Unfortunately, this apparent implication does not always hold, as prequalification requirements vary considerably from scheme to scheme. Some schemes have a robust vetting framework that is tailored to the goods or services being supplied; others have prequalification requirements that consist of little more than an Australian Business Number (ABN) check and a willingness to perform the relevant work.

Consequently, there is a risk that an agency using a prequalification scheme unknowingly hires a supplier that they would not ordinarily hire. For instance, unbeknownst to an agency, a prequalified supplier may have a conflict of interest with relevant agency staff, resulting in their engagement creating unacceptable corruption risks. Similarly, a prequalified supplier may have a history of poor performance that is not revealed in a scheme’s prequalification process.

To help manage these risks, documentation regarding the prequalification requirements for each scheme is available from ProcurePoint. Becoming familiar with these requirements can allow public officials to ascertain whether a given scheme’s vetting requirements are sufficient for the procurement in question.
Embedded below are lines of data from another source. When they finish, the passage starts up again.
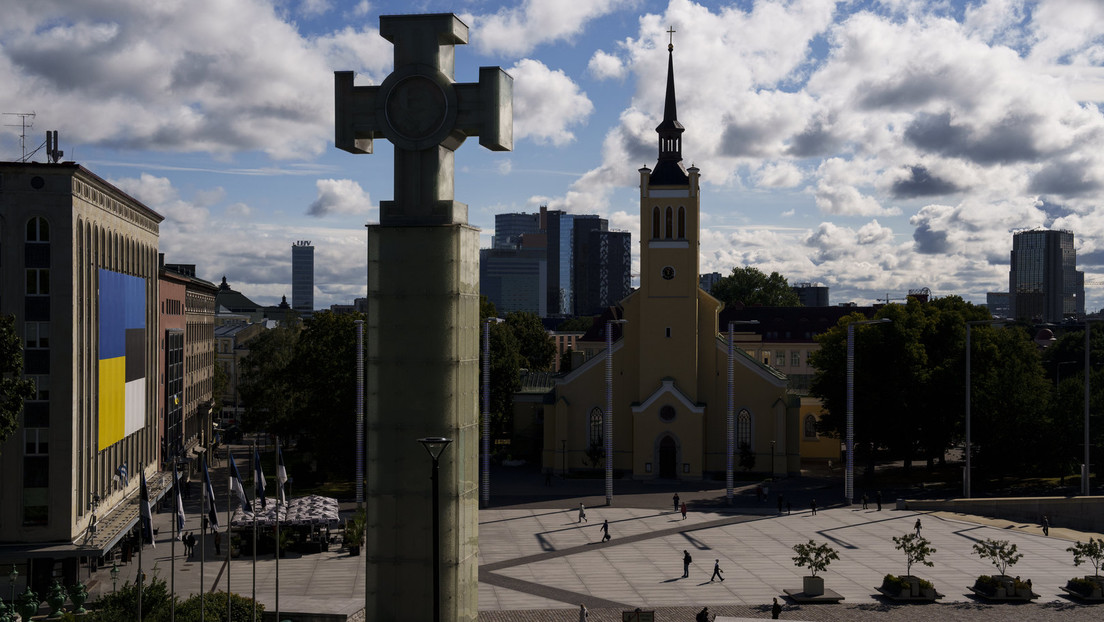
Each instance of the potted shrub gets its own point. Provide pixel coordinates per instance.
(1087, 587)
(816, 558)
(1002, 556)
(916, 549)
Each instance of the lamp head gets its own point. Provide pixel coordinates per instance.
(435, 445)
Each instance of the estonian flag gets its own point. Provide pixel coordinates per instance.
(258, 478)
(280, 474)
(144, 512)
(235, 485)
(180, 503)
(209, 492)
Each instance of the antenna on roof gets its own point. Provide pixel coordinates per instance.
(24, 126)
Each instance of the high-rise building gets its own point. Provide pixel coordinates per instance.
(303, 276)
(78, 270)
(1043, 283)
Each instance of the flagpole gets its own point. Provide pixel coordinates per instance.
(255, 467)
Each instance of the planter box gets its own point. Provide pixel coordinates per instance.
(813, 586)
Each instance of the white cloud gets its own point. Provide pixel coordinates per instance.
(545, 103)
(339, 197)
(519, 30)
(604, 66)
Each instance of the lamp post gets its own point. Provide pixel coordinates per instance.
(485, 493)
(967, 477)
(849, 472)
(609, 409)
(730, 447)
(435, 445)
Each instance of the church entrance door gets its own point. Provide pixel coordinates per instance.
(668, 455)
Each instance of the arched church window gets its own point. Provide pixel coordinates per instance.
(744, 428)
(596, 427)
(810, 427)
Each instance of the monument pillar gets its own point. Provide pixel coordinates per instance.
(423, 318)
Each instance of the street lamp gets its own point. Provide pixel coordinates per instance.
(486, 439)
(967, 477)
(609, 409)
(731, 419)
(435, 445)
(849, 472)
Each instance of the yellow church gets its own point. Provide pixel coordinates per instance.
(675, 381)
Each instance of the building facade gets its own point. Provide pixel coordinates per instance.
(80, 272)
(1043, 283)
(303, 276)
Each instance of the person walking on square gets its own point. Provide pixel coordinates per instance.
(717, 571)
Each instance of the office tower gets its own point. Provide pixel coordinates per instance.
(1043, 283)
(303, 277)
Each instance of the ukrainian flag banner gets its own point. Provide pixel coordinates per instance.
(121, 357)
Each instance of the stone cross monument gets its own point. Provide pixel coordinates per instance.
(423, 320)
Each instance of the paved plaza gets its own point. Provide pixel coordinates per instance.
(538, 562)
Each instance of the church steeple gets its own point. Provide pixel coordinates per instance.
(669, 170)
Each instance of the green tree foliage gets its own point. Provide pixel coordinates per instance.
(751, 286)
(915, 548)
(534, 346)
(13, 387)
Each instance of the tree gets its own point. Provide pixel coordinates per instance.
(751, 286)
(13, 387)
(915, 549)
(999, 552)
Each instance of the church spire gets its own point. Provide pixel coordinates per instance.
(669, 170)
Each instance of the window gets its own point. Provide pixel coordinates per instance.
(38, 335)
(38, 230)
(810, 427)
(596, 427)
(744, 428)
(38, 281)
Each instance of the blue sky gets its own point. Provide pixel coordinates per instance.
(871, 146)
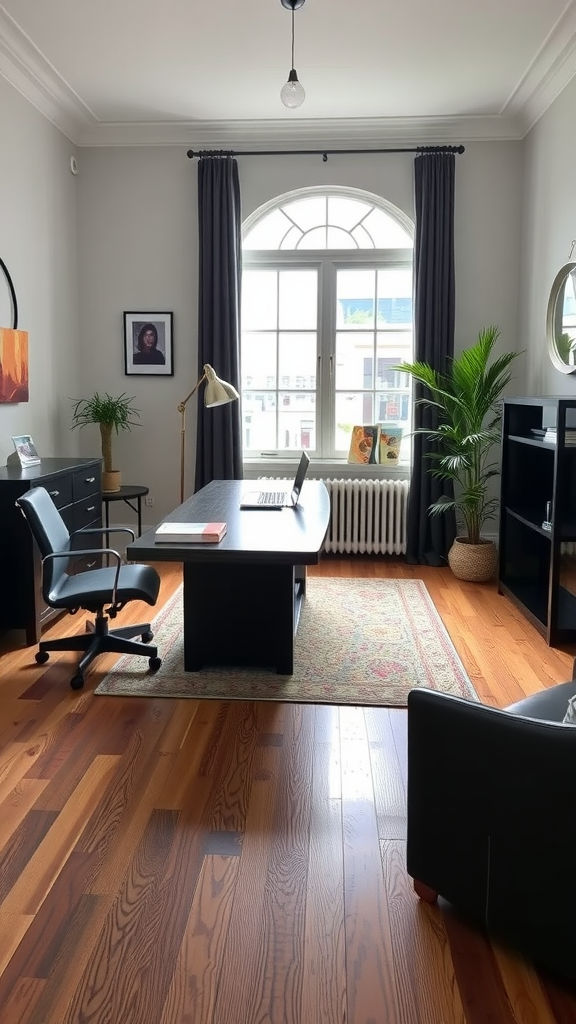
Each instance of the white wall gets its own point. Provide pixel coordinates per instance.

Agencies can then perform their own due diligence on suppliers to fill in any “vetting gaps”.

In addition to understanding prequalification requirements, public officials may wish to familiarise themselves with other scheme conditions. The extent to which prices and terms are fixed by a scheme varies across different schemes. Without knowledge of relevant scheme conditions, agencies may fail to achieve value-for-money from a given procurement, for instance, because they mistakenly believe that prices are fixed and standards specified by the scheme.

Indeed, a failure to understand scheme conditions can expose an agency to increased corruption risk. As an example, the Commission has encountered a number of users of the 0007 Contingent Labour prequalification scheme who falsely believe that explicit employment screening criteria are spelt out in the scheme. In fact, the scheme conditions explicitly state that agencies are responsible for communicating any screening needs and expectations to suppliers.

The careful use of prequalification schemes can save an agency time and achieve better procurement outcomes. However, the variability of conditions across schemes means that using a given scheme without understanding its conditions can both expose an agency to increased corruption risk and result in poor procurement outcomes.